North Korea claims it has had zero cases of the coronavirus, which many outsiders doubt. It has nonetheless quarantined tens of thousands of citizens, restricted movements between regions and even executed an official who brought in goods in violation of COVID-19-related prohibitions, according to South Korean intelligence’s reports to local lawmakers.
North Korea’s trade with China fell 80% last year compared with 2019, according to Seoul-based Korea International Trade Assn. Strict border controls were enforced by the military all of last year, the association said. Along the 880-mile border with China, through which many refugees previously escaped and many goods have been smuggled, a shoot-on-sight order is in place, according to memos obtained by South Korea-based outlets Daily NK and NK News.
With a poorly equipped health system, and without the means to obtain vaccines in the near future, the closures are likely to continue well after other countries start on the road to post-pandemic recovery. Even before the pandemic, more than 45% of its citizens were undernourished between 2017 and 2019, by far the highest rate in Asia, according to a United Nations Food and Agricultural Organization report.
At the same time, the regime appears to have continued investing heavily in its military, showcasing a submarine-launched ballistic missile in a military parade this month that state media touted as “the world’s most powerful weapon.”

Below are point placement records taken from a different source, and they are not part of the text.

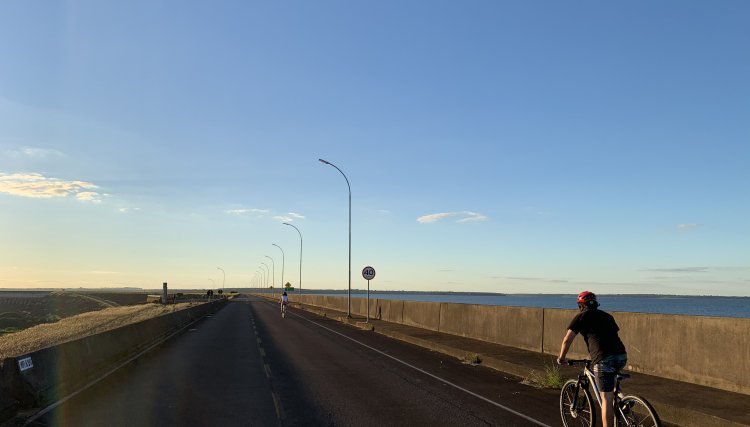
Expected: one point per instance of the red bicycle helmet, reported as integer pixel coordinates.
(587, 299)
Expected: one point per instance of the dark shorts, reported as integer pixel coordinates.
(606, 371)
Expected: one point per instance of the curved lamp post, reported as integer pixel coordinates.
(273, 274)
(300, 256)
(266, 273)
(349, 295)
(282, 265)
(224, 279)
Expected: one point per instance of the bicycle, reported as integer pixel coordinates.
(577, 409)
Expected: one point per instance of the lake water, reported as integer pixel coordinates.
(664, 304)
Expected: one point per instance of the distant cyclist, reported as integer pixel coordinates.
(607, 351)
(284, 302)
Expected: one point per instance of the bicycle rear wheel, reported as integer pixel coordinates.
(583, 414)
(637, 412)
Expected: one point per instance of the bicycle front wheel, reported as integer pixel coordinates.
(576, 406)
(637, 412)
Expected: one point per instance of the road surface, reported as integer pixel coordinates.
(246, 366)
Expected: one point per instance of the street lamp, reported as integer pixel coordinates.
(224, 279)
(300, 256)
(349, 297)
(282, 265)
(273, 274)
(266, 272)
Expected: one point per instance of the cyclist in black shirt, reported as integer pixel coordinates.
(607, 351)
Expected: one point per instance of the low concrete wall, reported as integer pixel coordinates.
(519, 327)
(710, 351)
(59, 370)
(422, 315)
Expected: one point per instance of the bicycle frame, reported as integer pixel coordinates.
(587, 377)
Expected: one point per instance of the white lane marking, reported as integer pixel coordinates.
(501, 406)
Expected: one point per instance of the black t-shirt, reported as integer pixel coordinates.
(599, 330)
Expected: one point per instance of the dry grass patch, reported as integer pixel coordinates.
(82, 325)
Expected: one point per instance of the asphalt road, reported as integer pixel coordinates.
(248, 366)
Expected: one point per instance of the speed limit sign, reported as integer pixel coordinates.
(368, 273)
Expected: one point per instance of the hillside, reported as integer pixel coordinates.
(78, 326)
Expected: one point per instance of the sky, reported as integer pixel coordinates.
(495, 146)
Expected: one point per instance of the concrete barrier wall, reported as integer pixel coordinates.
(422, 315)
(59, 370)
(710, 351)
(519, 327)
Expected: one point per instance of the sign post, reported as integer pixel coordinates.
(368, 273)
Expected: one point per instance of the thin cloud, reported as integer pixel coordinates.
(239, 212)
(463, 216)
(34, 152)
(688, 227)
(35, 185)
(89, 196)
(677, 270)
(128, 210)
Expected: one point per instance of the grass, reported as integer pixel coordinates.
(79, 326)
(550, 378)
(472, 358)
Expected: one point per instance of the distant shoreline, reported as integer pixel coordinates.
(353, 291)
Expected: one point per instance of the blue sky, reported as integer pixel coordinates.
(539, 147)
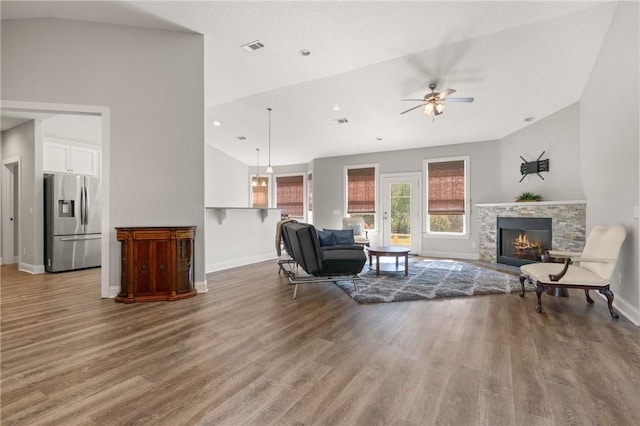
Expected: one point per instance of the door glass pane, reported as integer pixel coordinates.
(400, 214)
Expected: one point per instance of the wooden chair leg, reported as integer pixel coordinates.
(589, 299)
(609, 294)
(522, 278)
(539, 291)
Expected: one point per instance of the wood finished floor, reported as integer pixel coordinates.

Ishimaru said the closures have been punishing. While international sanctions targeted major exports including coal and seafood and blocked imports of oil, they hadn’t affected imports of food or other consumer goods. But the border closures have directly affected regular North Koreans’ lives to an extent the sanctions never had, Ishimaru said.
“They’re all saying it’s not the coronavirus and getting sick we’re afraid of, it’s hunger,” he said.
Analysts said the coronavirus may also have served as a scapegoat for Kim’s failed economic aspirations as well as an opportunity for his regime to roll back some of the reforms and reassert control over the informal markets, foreign currency trade and society overall.
“COVID-19 is an unpredictable situation that’s affecting the entire world, not just North Korea. In some ways, it serves as an excuse,” said Yang Moon-soo, professor at Seoul’s University of North Korean Studies. “They can say it’s not their fault, it’s a global situation.”
Kim holds absolute power but the economic failures could damage his legitimacy in the eyes of his people and particularly the elite in the capital, Pyongyang. The incomplete construction projects Kim has personally promoted stand as a symbol of that, Silberstein of the Stimson Center said.
“These are projects that the leader himself has put so much emphasis on and they’re just not finishing them,” he said. “If you think about what role the supreme leader has in North Korea, and he’s personally invested a lot of his clout, that says something.”